Tombé en amour (6)
Mon amie de
cœur de l’époque, après une intense réunion de prière à laquelle elle avait
accepté de participer, malgré ses réticences, me déclare ceci : «Il y a un
problème dans notre couple!» Surprise et étonnement de ma part. Je ne voyais
pas du tout de quoi elle parlait. Nous filions un petit bonheur tranquille, me
semblait-il… Elle continue : «Il y a une troisième personne dans notre
relation. Elle est de trop. Et je ne tolèrerai pas ça!» Mais non, dis-je avec
force! Je le saurais, si c’était le cas. Mais pas du tout! Je suis interloqué,
sinon insulté. À moins que ce soit elle qui me trompe? Et voilà qu’elle
m’envoie ceci, comme une gifle au visage : «Oui, il y a quelqu’un et
c’est Dieu!!! Tu es en amour avec Dieu! Et je ne peux pas compétitionner avec
lui.» Après une tentative sérieuse de clarification, nous nous sommes donné le
temps de réfléchir. J’ai encaissé le coup, dans la prière j’ai fait le point,
j’ai consulté le prêtre-animateur de mon groupe, mes parents, etc. Et j’ai
compris qu’elle avait tout à fait raison. Nous nous sommes laissés en bons
termes. Plus tard, elle s’est mariée et a eu plusieurs enfants.
Je pense
que le concept de coup de foudre amoureux décrit tant bien que mal mon expérience
spirituelle, à ce moment-là. Il est toujours ardu de trouver les bons mots dans
ce domaine.
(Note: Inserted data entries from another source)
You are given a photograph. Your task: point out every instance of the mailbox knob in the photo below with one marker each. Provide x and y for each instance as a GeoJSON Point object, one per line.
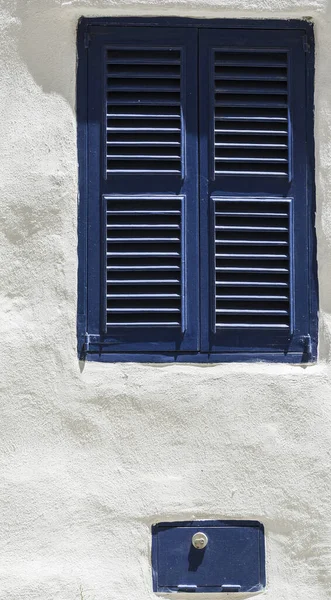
{"type": "Point", "coordinates": [199, 540]}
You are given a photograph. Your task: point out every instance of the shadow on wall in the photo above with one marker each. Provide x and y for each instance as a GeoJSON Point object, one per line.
{"type": "Point", "coordinates": [47, 45]}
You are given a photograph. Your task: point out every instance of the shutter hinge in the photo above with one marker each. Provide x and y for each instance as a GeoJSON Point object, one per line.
{"type": "Point", "coordinates": [90, 338]}
{"type": "Point", "coordinates": [87, 341]}
{"type": "Point", "coordinates": [87, 39]}
{"type": "Point", "coordinates": [305, 43]}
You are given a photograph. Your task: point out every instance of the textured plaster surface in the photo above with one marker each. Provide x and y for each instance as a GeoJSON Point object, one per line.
{"type": "Point", "coordinates": [92, 455]}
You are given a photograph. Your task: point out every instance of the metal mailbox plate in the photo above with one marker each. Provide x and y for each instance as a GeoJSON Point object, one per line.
{"type": "Point", "coordinates": [232, 561]}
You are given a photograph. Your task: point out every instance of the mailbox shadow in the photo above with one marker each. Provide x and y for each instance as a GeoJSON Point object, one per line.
{"type": "Point", "coordinates": [195, 558]}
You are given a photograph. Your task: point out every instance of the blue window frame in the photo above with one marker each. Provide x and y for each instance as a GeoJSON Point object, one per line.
{"type": "Point", "coordinates": [196, 205]}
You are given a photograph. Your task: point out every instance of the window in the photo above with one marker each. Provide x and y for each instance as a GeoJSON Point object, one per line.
{"type": "Point", "coordinates": [196, 211]}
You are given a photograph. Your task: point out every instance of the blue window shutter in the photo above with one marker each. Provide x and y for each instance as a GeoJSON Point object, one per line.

Mais mon cœur était pris, et il l’est encore aujourd’hui tout autant.
J’oserais dire que parfois j’ai voulu m’éloigner de tout cela, mais une
attraction irrésistible m’en a toujours empêché. Je prie pour avoir la grâce d’aimer
et d’adorer Dieu sans faille jusqu’à mon dernier souffle, et dans l’au-delà de
cette vie terrestre.
Dans la vie
du groupe de prière s’offraient les Séminaires dans la Vie de l’Esprit. De
mémoire il me semble que ça durait sept semaines. En fait, sept rencontres avec
enseignements sur le rôle de l’Esprit Saint dans l’Église, les charismes et
dons qu’il nous fait, les fruits qu’il nous permet de produire, etc. J’avais
reçu le sacrement de Confirmation alors que j’étais en deuxième année du
primaire. En fait, je n’ai vécu que l’imposition des mains et l’onction du
Saint-Chrême (ainsi que le fameux ‘soufflet’ que certains appellent ‘la claque’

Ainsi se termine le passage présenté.